Wednesday, December 01, 2004

# Posted 3:09 AM by Ariel David Adesnik  

EVIL AMERICANS CONSPIRE TO PROMOTE DEMOCRACY: Bob McGrew points to this bizarre column in The Guardian that attributes unrest in the Ukraine to an American master plan.

Dan Drezner has lots more on this subject. I agree with him that the US has played an important role in building up Ukrainian, Georgian and Serbian opposition movements, but that America has played the role of facilitator rather than puppet master. If the peoples of Eastern Europe didn't actually want democracy, there is no way America could get them to pour into the streets to protest on democracy's behalf.

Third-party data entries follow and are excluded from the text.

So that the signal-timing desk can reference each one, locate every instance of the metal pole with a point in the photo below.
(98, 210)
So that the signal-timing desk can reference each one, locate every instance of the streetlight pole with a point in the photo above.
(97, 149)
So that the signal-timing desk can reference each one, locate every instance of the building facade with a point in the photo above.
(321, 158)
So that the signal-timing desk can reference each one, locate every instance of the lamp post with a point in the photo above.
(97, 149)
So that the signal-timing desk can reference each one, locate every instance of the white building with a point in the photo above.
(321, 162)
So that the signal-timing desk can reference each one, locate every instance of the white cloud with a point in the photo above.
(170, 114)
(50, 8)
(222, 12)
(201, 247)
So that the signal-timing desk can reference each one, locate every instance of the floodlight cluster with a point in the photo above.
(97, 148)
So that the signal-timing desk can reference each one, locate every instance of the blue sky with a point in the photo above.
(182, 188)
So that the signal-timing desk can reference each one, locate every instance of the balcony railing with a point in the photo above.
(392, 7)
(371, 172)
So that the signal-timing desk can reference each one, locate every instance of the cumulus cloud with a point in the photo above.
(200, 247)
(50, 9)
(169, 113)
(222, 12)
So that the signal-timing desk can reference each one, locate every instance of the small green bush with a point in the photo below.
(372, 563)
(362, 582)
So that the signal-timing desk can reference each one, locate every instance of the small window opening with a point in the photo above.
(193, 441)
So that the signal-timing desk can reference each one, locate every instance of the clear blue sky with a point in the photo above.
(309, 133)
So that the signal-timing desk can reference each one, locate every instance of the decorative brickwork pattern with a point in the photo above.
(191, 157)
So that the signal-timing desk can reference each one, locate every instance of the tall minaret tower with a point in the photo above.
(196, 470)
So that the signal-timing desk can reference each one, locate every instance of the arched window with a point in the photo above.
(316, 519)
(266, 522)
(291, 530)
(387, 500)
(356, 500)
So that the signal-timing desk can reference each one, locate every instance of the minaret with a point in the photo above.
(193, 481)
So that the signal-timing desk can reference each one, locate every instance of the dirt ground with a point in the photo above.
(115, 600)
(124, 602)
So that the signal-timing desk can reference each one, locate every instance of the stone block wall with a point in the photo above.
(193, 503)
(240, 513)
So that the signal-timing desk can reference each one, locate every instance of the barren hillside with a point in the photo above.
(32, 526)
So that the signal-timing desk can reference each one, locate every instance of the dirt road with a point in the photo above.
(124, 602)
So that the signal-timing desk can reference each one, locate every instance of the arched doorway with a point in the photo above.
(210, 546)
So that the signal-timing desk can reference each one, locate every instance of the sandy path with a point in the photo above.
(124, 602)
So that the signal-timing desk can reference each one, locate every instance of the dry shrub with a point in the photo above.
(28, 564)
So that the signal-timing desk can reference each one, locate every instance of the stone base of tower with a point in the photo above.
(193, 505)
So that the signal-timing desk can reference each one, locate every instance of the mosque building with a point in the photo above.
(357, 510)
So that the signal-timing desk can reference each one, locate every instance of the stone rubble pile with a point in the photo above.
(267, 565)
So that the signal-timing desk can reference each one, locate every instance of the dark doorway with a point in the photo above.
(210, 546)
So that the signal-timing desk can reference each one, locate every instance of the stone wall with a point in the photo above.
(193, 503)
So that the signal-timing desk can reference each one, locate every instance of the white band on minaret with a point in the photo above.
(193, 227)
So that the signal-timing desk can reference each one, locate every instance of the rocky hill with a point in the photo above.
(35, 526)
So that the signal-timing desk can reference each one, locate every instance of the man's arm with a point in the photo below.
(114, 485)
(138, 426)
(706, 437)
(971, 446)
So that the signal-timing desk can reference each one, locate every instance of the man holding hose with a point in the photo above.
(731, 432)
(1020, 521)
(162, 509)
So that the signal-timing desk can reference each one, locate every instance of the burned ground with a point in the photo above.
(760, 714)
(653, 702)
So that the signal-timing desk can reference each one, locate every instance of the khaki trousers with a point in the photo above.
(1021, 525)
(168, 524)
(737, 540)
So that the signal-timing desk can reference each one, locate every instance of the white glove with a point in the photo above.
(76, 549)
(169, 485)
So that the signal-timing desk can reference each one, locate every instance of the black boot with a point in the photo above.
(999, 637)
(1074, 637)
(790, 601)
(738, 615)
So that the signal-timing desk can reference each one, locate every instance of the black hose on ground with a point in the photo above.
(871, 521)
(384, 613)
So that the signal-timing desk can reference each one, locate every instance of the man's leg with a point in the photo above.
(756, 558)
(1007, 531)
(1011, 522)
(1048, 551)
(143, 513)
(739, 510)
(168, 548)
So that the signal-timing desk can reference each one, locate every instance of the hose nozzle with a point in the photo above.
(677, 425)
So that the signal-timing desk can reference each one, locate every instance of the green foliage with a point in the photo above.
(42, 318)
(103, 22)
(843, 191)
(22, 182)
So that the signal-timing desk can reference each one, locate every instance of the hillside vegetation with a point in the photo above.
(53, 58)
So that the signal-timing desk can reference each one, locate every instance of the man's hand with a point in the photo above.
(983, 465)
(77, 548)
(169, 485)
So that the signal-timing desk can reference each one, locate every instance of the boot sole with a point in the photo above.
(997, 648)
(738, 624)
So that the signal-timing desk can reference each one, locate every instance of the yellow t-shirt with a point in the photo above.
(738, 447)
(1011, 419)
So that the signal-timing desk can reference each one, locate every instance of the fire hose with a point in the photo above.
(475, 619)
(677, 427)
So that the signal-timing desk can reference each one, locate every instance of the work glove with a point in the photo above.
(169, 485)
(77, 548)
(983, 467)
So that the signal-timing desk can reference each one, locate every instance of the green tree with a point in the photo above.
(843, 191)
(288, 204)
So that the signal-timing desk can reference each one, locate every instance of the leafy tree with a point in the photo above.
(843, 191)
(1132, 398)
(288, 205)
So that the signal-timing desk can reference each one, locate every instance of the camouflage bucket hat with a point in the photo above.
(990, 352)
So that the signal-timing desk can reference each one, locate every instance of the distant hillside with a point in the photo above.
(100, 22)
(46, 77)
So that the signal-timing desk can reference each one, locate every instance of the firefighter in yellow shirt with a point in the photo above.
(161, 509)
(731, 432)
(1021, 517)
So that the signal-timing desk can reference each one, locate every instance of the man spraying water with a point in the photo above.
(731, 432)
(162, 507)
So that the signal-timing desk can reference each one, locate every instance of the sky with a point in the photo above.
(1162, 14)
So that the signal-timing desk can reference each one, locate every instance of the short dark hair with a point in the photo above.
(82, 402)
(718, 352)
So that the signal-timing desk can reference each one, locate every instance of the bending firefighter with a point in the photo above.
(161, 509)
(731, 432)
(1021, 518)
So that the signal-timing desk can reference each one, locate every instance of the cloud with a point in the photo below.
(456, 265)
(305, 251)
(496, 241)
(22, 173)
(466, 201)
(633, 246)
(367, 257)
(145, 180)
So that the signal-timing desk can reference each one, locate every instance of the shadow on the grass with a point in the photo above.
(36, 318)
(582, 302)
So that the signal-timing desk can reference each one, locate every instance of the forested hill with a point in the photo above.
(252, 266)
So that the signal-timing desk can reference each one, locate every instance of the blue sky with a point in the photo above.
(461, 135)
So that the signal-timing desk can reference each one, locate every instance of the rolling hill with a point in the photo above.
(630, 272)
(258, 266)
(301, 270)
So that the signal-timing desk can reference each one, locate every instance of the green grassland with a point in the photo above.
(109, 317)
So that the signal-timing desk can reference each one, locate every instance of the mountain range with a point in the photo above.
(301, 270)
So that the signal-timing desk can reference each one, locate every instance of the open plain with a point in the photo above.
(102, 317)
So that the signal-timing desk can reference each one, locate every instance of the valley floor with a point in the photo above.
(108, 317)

Matt Yglesias adds the valid point that one fair election doth not a democracy make. But then he makes the rather strange point that
Realpolitik plays a large role in explaining the level of Western interest in and commit[ment] to reform in Ukraine...[because] democracy-promotion and mild nationalism have proven to be an effective tool for advancing American and Western European interests [in Eastern Europe] over the past 25 years
I can only imagine what Matt would have said if George Bush had decided to pander to his good friend Vladimir Putin by ignoring Ukraine instead of supporting its democratic opposition. It seems to me that the application of realist principles to Ukraine would result in a policy of doing as little as possible to offend Russia, our supposedly valuable great power ally in the War on Terror.

Which is not to say that supporting democracy in the Ukraine damages our national interest. Rather, there are many different conceptions of the national interest, each of which entails a different set of policy initiatives. A Wilsonian idealist sees democracy promotion as the foundation of national security. A Kissingerian realist would disagree.

As I have so often found in my research on democracy promotion during the Cold War, the critical question for the United States is not whether there is a conflict between democracy promotion and the national interest, but whether we define the national interest in a way that is conducive to democracy promotion.